One option to examine would be to convert the current ESPLOST into a state sales tax that could be spent on capital or operating expenses. Just one county in Georgia has no local ESPLOST, so it is essentially already a statewide tax. To the extent that a school system no longer would need to continue spending large sums of money on facilities, this would amount to a sizable property tax reduction.
Shifting funding from local capital projects to state revenues would increase the state’s share of education funding from 50 percent to approximately 60 percent, where it was a decade ago. As an added benefit, this would also fully fund the state’s virtual schools, enabling every child in the state to access a wide variety of high quality educational options.
This shift would create winners and losers, but adjusting the “local fair share” portion of the state funding formula could offset the impact. School systems would still be able to hold a local property tax referendum to fund necessary capital improvements.

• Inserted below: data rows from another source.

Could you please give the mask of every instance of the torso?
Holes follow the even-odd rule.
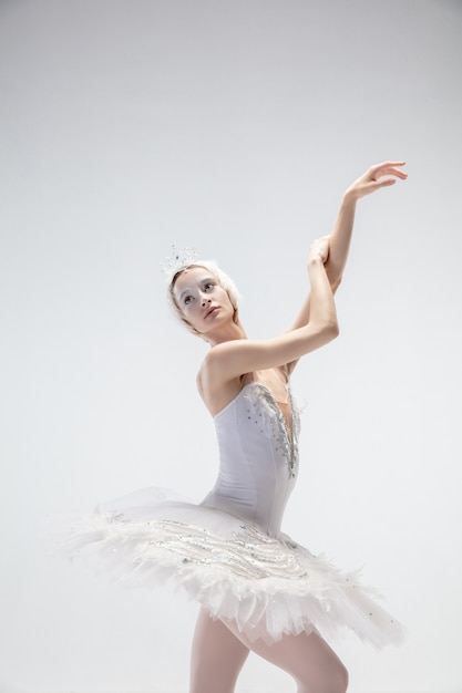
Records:
[[[251,382],[260,382],[269,390],[275,402],[280,406],[286,425],[290,427],[291,414],[287,392],[288,374],[284,366],[245,373],[240,377],[219,383],[217,387],[212,387],[201,371],[197,376],[197,389],[212,416],[216,416],[236,397],[247,383]]]

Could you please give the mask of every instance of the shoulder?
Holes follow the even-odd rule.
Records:
[[[220,412],[243,387],[240,376],[232,379],[223,376],[223,370],[219,368],[223,350],[218,346],[224,346],[224,344],[211,349],[196,377],[197,390],[212,416]],[[216,349],[218,349],[218,354],[214,353]]]

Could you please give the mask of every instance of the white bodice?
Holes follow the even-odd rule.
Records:
[[[289,392],[290,427],[270,391],[247,383],[214,418],[219,470],[202,505],[278,536],[298,467],[299,418]]]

Georgia’s children will benefit greatly from digital learning that enables them to learn at their own pace, customizes each lesson to their learning style and offers them a wide variety of choices without needing to leave their local neighborhood school or move to another school district. With Georgia’s per student spending already 23rd highest in the nation, there may be no need to spend more money. But there certainly is a need to spend more wisely. Let’s ensure that “following the money” in Georgia leads to innovation, not to the status quo.
Kelly McCutchen is president of the Georgia Public Policy Foundation, an independent think tank that proposes practical, market-oriented approaches to public policy to improve the lives of Georgians.